What are the big forces that drive the winds and currents that, in turn, can bring the blue crabs into Chesapeake Bay? In recent years, oceanographers have looked at river flows and freshwater plumes and phases of the moon, and now they are moving farther afield trying to examine larger-scale climate forces. Forces like the Bermuda-Azores High, for example, can create winds that drive larvae toward or away from the Chesapeake. The North Atlantic Oscillation (NAO) can, in turn, create favorable or unfavorable Bermuda-Azores Highs. And the Atlantic Multidecadal Oscillation (AMO) creates a warming or cooling of ocean waters that lasts for decades. It can also play a role in creating all those pressure systems and wind events and current patterns that eventually push tiny, flea-like crab larvae towards the Chesapeake Bay in large numbers — or scatter them far out on the waters of the continental shelf.

The good-weather scenario is becoming the big-weather scenario. "We are just kind of opening our eyes to large-scale weather patterns and what that means for coastal circulation on weekly to monthly scales," says Elizabeth North, a fisheries oceanographer with the UMCES Horn Point Laboratory, who has led ocean-going cruises designed to track blue crab larvae. "It is exciting to think that what's going on over Iceland has anything to do with blue crabs here on our tables," she says.
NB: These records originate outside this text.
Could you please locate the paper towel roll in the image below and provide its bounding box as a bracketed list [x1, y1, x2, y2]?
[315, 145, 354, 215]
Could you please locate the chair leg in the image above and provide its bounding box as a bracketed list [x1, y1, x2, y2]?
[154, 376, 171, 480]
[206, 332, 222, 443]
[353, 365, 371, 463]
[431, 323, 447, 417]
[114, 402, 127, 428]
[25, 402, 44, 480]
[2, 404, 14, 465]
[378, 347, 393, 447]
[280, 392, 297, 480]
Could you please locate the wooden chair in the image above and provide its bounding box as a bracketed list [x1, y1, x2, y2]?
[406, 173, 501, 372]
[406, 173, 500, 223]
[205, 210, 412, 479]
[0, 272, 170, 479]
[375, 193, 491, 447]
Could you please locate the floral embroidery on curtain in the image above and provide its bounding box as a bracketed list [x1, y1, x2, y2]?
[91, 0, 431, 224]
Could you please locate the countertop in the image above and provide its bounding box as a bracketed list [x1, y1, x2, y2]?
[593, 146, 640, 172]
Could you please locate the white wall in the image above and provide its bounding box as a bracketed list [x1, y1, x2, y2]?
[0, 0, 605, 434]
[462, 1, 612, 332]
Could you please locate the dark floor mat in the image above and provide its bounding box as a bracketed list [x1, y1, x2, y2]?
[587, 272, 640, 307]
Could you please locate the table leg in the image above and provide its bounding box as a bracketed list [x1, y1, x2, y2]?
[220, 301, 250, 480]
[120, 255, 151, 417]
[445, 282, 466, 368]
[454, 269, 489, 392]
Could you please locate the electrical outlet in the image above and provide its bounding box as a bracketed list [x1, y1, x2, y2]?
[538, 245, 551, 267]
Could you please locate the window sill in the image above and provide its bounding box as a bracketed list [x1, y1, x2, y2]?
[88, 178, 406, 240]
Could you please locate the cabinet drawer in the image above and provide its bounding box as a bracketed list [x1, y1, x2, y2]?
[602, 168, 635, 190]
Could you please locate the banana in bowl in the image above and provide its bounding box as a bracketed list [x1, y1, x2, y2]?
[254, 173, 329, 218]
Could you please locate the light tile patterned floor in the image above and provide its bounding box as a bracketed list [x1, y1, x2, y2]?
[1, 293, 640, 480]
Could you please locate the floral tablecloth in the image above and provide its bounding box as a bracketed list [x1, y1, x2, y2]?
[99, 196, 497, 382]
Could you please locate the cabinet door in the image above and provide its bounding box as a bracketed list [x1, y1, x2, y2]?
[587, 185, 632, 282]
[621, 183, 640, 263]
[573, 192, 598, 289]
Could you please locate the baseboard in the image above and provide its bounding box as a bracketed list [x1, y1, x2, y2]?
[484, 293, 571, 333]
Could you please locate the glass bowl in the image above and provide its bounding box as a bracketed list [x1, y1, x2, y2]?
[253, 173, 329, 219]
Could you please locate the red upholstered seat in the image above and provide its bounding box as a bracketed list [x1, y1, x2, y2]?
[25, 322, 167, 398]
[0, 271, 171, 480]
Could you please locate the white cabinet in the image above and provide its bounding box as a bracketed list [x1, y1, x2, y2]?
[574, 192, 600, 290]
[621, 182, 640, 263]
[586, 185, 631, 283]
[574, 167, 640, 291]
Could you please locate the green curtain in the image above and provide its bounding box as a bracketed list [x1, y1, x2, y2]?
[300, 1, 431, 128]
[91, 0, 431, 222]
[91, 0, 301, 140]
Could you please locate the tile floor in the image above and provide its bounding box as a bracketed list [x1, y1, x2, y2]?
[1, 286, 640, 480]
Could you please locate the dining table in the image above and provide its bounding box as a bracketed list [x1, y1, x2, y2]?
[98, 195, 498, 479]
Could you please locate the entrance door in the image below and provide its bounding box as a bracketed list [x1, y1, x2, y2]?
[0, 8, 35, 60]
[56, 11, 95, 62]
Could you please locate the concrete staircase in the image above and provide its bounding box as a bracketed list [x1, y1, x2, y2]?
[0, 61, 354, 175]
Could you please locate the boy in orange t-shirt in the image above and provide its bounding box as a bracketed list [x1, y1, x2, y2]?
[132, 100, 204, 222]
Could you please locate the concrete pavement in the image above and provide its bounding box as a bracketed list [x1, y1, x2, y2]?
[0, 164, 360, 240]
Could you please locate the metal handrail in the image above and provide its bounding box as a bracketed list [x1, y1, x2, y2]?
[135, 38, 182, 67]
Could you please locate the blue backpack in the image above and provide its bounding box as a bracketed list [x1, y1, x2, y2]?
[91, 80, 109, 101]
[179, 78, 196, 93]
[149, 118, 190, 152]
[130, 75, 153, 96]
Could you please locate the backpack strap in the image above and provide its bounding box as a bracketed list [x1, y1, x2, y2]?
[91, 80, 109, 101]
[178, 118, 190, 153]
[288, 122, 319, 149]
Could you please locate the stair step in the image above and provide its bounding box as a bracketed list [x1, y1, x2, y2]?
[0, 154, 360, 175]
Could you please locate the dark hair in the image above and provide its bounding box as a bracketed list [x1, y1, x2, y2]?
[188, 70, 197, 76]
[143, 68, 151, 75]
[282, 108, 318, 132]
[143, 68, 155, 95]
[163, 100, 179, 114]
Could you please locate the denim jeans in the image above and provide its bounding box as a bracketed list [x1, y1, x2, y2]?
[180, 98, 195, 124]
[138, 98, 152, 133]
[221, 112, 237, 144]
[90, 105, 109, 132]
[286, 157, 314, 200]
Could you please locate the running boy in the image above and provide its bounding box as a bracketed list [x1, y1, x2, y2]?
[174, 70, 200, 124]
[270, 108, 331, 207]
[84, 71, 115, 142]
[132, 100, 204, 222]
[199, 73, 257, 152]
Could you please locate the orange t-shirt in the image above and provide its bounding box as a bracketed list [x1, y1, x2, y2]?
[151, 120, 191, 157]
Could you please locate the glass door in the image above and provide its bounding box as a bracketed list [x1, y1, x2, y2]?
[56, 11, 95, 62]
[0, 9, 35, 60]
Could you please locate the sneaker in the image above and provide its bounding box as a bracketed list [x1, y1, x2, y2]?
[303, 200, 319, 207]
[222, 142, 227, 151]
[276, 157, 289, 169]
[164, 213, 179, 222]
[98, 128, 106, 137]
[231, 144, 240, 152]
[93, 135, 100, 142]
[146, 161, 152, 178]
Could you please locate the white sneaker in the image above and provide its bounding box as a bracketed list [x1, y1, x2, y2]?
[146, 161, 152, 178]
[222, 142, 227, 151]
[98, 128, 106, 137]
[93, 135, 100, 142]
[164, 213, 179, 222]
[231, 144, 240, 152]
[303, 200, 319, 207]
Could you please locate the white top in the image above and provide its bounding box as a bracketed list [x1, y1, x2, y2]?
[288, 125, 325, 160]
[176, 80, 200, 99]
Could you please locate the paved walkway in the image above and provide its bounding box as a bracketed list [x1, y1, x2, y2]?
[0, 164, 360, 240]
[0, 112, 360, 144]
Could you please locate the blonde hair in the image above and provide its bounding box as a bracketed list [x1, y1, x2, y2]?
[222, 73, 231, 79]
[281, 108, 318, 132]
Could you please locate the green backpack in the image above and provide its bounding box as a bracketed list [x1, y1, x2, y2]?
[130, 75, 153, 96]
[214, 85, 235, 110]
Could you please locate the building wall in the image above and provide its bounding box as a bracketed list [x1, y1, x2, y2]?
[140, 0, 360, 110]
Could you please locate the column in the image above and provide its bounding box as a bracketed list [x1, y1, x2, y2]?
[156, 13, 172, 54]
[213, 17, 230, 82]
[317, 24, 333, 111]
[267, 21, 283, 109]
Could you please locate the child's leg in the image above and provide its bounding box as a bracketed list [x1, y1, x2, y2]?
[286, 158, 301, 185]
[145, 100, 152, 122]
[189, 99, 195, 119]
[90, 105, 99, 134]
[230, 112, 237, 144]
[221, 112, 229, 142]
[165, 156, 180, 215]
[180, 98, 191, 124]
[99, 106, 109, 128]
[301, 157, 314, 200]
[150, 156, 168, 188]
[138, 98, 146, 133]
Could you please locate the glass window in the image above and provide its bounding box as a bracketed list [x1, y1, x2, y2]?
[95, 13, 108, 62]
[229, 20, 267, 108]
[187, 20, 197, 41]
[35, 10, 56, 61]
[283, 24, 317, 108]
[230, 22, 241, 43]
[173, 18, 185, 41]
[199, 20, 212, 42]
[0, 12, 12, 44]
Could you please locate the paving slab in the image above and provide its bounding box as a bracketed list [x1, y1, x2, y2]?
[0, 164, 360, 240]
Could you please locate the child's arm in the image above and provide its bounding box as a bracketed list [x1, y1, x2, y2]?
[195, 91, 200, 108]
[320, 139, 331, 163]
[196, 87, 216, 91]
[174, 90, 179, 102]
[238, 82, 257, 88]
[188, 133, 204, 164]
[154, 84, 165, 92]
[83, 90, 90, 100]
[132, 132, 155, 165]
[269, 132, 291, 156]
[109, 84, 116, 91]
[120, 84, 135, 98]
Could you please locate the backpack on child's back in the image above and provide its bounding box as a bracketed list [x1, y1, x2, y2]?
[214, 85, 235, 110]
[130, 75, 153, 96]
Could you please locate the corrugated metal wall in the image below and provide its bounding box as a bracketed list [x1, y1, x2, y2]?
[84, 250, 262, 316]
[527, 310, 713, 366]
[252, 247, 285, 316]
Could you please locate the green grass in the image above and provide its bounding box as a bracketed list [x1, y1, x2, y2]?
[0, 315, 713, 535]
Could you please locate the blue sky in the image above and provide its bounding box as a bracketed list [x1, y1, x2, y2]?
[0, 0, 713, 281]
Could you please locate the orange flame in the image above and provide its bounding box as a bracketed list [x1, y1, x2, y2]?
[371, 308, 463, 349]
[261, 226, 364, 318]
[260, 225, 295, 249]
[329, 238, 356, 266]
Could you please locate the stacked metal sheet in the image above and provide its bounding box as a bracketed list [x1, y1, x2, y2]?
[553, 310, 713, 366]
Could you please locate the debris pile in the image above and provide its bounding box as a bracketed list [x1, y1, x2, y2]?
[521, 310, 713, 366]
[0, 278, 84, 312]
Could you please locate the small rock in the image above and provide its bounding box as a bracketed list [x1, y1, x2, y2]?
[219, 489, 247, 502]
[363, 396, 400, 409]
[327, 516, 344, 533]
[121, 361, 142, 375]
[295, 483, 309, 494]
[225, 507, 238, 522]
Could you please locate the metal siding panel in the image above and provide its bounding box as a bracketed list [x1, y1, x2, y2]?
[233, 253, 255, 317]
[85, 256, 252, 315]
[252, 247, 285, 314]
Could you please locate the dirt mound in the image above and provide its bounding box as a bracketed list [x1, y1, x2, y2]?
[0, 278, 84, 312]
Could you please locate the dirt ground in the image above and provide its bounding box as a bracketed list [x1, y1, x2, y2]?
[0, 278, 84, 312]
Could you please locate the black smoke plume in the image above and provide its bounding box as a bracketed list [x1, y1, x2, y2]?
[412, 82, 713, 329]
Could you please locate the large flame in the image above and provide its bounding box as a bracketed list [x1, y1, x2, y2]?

So back to the big question: what's behind this year's great blue crab number? Good management or good weather? A cutback on the harvest of female crabs? Or some big-weather patterns that blew a lot of crab larvae back home?

Probably both, says Tom Miller. "We could have had females go up, and if the oceanic conditions hadn't been right, we may not have seen the recruits go up," he says. "An increase in females is important, but it is not guaranteeing you great recruitment."

The right weather conditions, on the other hand, almost guarantee great recruitment. In past decades, after all, those weather forces have lined up to churn out great, unexpected blue crab abundances — often during eras of heavy fall fishing in Maryland and annual winter dredging in Virginia.

You see the dilemma faced by fisheries managers and scientists: they can make the smart move, say increasing the number of females, and still get no results. Or they can do nothing and perhaps get great results.

It's a sobering thought. "We can manage for female abundance," says Miller. "But we can't manage for oceanographic conditions."

And where does good luck come in? This time the Chesapeake Bay blue crab lottery seems to have spit out a big crab number, 764 million crabs for 2012, just when good management and good weather were both in play.